Paul Manafort Admits Indirectly Advising Trump’s Campaign in 2020

Paul Manafort indirectly advised former president Donald Trump’s 2020 campaign while in home confinement as part of a seven-year sentence for offenses but kept it a secret in hopes of a presidential pardon. 

Manafort was released from prison in May 2020 to home confinement for offenses that included tax fraud. He stayed in an apartment in northern Virginia. From there, Manafort recontacted the Trump world. He was the 2016 campaign manager for Trump. 

In a new book, Manafort admits to helping Trump in the 2020 campaign but kept it a secret in hopes of a pardon

“I didn’t want anything to get in the way of the president’s re-election or, importantly, a potential pardon,” Manafort wrote in the book. 

“There was no contact with anyone in the Trump orbit when I was in prison,” he writes. “And I didn’t want any, especially if it could be exploited by the MSM [Mainstream Media, a derogatory term in rightwing circles].

“But when the re-election campaign started kicking off, I was interacting, unofficially, with friends of mine who were very involved. It was killing me not to be there, but I was advising indirectly from my condo.”

It is a startling admission in the book, called Political Prisoner: Persecuted, Prosecuted, but Not Silenced. It’s a memoir that will be published next month in the United States. 

The book includes strenuous denials of colluding with Russia and ridicules investigations made by the special counsel, Congress, and the intelligence community. 

In August 2018, special counsel Robert Mueller was investigating Russian election interference and links between Trump and Moscow.
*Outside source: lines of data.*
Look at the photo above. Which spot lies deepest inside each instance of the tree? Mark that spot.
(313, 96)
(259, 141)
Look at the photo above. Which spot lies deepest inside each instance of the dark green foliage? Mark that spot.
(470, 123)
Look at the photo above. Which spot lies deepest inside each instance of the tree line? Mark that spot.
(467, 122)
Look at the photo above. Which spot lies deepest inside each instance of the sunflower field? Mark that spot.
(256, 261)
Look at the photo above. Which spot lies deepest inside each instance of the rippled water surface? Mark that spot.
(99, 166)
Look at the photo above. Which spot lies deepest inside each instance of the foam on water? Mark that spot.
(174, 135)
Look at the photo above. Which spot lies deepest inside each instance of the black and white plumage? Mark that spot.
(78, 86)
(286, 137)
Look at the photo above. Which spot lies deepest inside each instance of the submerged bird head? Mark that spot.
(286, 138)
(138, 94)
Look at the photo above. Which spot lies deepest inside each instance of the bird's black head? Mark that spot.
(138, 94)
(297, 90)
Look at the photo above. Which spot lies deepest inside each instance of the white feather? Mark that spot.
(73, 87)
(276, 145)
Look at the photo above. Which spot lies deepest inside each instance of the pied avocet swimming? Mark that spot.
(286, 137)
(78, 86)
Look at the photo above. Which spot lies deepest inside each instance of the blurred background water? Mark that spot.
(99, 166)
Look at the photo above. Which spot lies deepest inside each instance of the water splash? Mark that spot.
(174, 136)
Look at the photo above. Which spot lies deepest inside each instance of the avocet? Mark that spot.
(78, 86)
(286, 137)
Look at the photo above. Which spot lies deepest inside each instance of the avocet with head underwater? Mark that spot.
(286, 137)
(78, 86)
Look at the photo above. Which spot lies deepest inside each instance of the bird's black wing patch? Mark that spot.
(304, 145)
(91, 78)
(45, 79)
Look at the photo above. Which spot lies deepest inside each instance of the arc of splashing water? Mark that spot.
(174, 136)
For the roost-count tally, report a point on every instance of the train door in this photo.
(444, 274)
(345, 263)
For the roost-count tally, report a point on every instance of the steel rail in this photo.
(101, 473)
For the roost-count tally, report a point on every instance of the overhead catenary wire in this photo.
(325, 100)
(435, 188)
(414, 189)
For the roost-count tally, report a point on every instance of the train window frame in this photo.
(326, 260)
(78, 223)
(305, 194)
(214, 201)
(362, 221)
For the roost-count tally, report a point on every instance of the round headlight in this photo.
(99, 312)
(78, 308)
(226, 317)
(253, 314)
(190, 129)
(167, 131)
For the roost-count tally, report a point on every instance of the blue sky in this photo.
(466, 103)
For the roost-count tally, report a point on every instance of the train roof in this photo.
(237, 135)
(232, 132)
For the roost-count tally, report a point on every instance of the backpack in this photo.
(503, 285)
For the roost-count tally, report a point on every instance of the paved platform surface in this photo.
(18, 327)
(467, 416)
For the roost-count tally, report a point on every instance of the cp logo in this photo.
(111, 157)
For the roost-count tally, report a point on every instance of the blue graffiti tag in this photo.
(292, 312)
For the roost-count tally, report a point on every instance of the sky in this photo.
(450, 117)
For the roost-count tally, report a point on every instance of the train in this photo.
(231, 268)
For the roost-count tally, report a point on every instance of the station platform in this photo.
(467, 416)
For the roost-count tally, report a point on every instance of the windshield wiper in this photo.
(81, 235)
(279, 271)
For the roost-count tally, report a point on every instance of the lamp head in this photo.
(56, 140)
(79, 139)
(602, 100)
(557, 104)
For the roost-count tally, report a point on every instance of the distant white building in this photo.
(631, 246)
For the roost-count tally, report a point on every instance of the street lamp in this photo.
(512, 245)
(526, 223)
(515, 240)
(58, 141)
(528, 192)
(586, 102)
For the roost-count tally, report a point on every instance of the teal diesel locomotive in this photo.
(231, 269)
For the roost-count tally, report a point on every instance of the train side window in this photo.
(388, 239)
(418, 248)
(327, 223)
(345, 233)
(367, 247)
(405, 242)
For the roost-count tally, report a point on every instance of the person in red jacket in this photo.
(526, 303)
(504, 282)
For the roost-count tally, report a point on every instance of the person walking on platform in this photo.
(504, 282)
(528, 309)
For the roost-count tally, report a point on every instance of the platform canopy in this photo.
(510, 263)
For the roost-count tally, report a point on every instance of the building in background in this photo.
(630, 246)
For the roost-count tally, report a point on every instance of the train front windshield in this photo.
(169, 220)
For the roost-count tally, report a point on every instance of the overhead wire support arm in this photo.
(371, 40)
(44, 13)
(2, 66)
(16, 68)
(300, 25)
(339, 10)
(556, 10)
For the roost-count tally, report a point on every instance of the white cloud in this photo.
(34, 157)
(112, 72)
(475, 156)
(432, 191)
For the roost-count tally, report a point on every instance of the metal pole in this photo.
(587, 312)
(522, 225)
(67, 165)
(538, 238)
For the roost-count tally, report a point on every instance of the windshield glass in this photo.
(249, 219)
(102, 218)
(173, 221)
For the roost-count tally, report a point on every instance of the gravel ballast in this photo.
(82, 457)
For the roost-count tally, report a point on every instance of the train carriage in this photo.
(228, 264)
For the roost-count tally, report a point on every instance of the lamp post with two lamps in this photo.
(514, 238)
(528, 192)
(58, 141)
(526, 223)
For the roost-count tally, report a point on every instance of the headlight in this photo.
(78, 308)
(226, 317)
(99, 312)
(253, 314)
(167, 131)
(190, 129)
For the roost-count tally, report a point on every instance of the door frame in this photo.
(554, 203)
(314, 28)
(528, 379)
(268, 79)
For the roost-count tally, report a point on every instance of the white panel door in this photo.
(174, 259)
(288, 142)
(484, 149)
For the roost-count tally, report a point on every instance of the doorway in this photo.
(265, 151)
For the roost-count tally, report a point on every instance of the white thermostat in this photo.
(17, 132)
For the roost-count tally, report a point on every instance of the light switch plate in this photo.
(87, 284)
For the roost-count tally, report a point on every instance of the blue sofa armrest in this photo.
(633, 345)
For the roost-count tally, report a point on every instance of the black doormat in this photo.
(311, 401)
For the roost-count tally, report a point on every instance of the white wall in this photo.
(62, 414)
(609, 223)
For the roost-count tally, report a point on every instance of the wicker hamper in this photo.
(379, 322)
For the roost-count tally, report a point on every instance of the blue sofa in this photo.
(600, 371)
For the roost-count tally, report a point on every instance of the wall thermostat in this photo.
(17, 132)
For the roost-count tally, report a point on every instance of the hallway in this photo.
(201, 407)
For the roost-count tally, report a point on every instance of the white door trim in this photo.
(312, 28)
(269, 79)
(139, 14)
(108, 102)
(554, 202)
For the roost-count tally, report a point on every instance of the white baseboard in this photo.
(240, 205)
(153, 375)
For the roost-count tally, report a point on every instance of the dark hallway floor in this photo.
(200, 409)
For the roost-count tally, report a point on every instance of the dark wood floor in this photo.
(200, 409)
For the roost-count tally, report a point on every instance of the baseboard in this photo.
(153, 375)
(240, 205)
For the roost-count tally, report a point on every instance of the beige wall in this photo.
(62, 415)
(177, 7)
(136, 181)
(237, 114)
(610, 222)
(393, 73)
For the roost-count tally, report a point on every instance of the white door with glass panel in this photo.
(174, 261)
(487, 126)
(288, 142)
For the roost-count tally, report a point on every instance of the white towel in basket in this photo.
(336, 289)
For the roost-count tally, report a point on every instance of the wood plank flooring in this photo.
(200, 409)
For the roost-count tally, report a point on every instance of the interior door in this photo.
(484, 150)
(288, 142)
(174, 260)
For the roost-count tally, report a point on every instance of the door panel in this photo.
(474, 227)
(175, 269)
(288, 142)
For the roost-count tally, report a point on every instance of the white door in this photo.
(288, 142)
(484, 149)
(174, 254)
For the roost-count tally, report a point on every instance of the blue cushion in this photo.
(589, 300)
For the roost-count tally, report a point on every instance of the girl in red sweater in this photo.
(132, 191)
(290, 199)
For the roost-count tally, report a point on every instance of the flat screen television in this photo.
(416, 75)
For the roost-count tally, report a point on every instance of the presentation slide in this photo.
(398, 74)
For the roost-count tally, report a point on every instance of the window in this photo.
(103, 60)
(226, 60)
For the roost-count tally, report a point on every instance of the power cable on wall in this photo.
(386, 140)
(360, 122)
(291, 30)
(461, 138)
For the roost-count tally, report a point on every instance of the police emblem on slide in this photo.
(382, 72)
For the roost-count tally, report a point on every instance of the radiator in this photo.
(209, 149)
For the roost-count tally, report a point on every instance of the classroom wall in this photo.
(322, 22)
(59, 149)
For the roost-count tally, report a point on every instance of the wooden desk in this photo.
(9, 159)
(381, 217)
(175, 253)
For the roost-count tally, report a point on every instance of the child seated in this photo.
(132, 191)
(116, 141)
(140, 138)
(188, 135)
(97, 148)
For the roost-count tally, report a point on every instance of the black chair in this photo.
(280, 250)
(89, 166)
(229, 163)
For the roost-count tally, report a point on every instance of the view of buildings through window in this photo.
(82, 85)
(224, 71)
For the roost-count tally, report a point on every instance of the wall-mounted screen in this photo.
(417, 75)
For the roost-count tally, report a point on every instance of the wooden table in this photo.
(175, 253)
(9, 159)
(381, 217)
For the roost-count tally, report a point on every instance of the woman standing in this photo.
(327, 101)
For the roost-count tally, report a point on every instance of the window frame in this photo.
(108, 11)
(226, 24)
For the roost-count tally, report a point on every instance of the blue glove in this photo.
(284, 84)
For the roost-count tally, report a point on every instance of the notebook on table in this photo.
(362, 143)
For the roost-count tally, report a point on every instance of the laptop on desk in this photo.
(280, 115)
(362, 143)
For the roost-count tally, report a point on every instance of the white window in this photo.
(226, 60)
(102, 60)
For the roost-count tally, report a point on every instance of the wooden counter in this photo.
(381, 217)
A case arose from the Russian interference investigation, finding Manafort guilty on eight counts, five of tax fraud, two of bank fraud, and one of failure to report a foreign bank account.

Manafort was sentenced to 43 months in prison and then was sentenced to another three and a half years after pleading guilty to conspiracy including money laundering and unregistered lobbying, and a count related to witness tampering. Manafort was also found to have violated an agreement with Mueller, by lying.